Wednesday, May 10, 2006

Running Parallelly

    In order to use MPI programs, you need to make SSH works for you:

  • You need to connect to the computing nodes from job schedular server without entering password. So check out this great stuff that Warner wrote at his HPC homepage.
  • You also need to check out if your ssh is happy with the ssh fingerprint of every computing nodes.
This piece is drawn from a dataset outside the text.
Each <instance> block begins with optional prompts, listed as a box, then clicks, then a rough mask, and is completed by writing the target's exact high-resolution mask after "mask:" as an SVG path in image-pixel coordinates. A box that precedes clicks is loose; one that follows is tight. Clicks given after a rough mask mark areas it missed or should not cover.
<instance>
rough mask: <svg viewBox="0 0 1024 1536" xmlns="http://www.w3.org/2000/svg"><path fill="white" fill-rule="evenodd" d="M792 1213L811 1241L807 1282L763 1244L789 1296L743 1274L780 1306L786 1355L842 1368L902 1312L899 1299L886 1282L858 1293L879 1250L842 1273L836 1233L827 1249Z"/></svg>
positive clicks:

You can check this by manually ssh connecting every node you might use later for computation.

    Using mpirun

  • lam-mpi
    1. Make sure that lamboot/lamhalt is in your path
    2. Manage machine file
      # From $LAM_HOME/lam-7.1-xlf/etc/lam-bhost.def
      #farq046c cpu=1
      #murasaki cpu=2
      localhost
      # It's somehow okay to be lazy about cpu count, but it's
      # highlyrecommended to add cpu={cpucount} when having 
      # multiple nodes defined
      FYI: the host definition can be added to the /etc/hosts file or $LAM_HOME/etc/lam-hostmap.txt file.
    3. % lamboot -v machinefile
    4. SYSV (shared memory)
      % mpirun -ssi rpi sysv -np 2 {command}
    5. Overthenetwork
      % mpirun -ssi rpi tcp -np {# of cpus to run} {command}
      For manual test:
      % cd $AMBERHOME/test/4096wat
      % env TESTsander=../../exe/sander.MPI DO_PARALLEL="mpirun -ssi rpi sysv -np 2" ./Run.pure_wat

      or
      % cd $AMBERHOME/test
      % env DO_PARALLEL="mpirun -ssi rpi sysv -np 2" make test.parallel
    6. Please remember to clean your mess with lamhalt
  • mpich
    1. Still, make sure mpirun is in your path settings on the nodes. (just in case)
    2. Write a machinefile defining available resources:
      # hostname:{# of processors you want to run for this host}
      # like:
      # 192.168.0.1:2
      # or just use multiple hostname like:
      192.168.0.1
      192.168.0.1
      These hostnames also imply the routing to the nodes in the case of running across the network...
    3. shmem (shared memory) example:
      % cd $AMBERHOME/test % env DO_PARALLEL="/opt/mpich/bin/mpirun -arch smp -machinefile /tmp/machinefile -np 2" make test.sander.BASIC.MPI
    4. Overthenetwork: normally you don't need to specify the arch argument, just to make sure that machinefile is correct.
    5. Pass some options to mpirun for optimal socket efficiency, like adding 'env P4_SOCKBUFSIZE=524288' in front of the mpirun argument like this:
      % cd $AMBERHOME/test
      % env P4_SOCKBUFSIZE=524288 DO_PARALLEL="/opt/mpich/bin/mpirun -machinefile /tmp/machinefile -np 2" make test.sander.BASIC.MPI
    6. use /opt/mpich/sbin/cleanipcs if your mpich program crashes in the middle.
While there may be a possibility using xgrid but since I am not familiar with the xgrid, I am not going to talk about it.